HTML5 and Security
on the New Web

Promise and problems for privacy and security

There are lots of changes happening to the key technologies that power the web.

The new version of HTML, the dominant web language, offers impressive enhancements for rich web applications. But as HTML5 comes into greater use we’ll see new security issues arise.

It’s typical for a new technology to have defects and pitfalls. And although the standard is still being defined, it's already being implemented. So how does HTML5 stand up to security scrutiny?

The upgrade from HTML4 to HTML5 brings about new and amazing possibilities for the web like 3D environments and email clients that work offline. And new products like Sophos’ upcoming SSL VPN are written entirely in HTML5.

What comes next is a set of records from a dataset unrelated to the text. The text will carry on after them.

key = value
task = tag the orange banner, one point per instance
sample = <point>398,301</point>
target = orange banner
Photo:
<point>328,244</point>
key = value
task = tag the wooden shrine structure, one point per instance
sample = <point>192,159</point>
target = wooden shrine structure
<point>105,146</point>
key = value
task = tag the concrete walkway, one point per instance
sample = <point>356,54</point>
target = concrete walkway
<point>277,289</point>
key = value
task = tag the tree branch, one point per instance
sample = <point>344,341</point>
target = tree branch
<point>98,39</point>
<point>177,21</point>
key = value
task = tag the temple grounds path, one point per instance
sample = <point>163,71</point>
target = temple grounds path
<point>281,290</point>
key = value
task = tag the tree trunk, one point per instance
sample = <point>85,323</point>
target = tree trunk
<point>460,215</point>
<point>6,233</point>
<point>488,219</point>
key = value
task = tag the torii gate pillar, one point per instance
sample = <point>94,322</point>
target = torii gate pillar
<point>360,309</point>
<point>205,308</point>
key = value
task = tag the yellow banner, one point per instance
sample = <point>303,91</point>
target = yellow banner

HTML5 provides far more access to the computer’s resources than its predecessor. It offers capabilities like location awareness, local data storage, graphics rendering and system information queries, which are built in and quite powerful. You can even use the application cache feature to have an application download to your browser for use offline, such as when you’re on a plane.

The potential of this language is reinforced by Adobe’s announcement that it’s working to transition from mobile Flash to HTML5 as the future of rich web media. Although the standard owned by the World Wide Web Consortium for HTML5 is still in draft form, a number of popular web browsers have already adopted it.

The enhancements are great, but they radically change the attack model for the browser. We always hope new technologies can close old avenues of attack. Unfortunately, they can also present new opportunities for cybercriminals.

Browser vulnerabilities

Each browser’s implementation of HTML5 varies, so it’s hard to generalize about their security. HTML5 contains new security features, but it’s not a security release—it’s a significant update to the standard in every way.

Traditionally, the browser was a kind of thin client with small amounts of persistent data from cookies and cached files for performance. Attackers would use the browser as a means to access the computer, or to try to steal credentials for an online service.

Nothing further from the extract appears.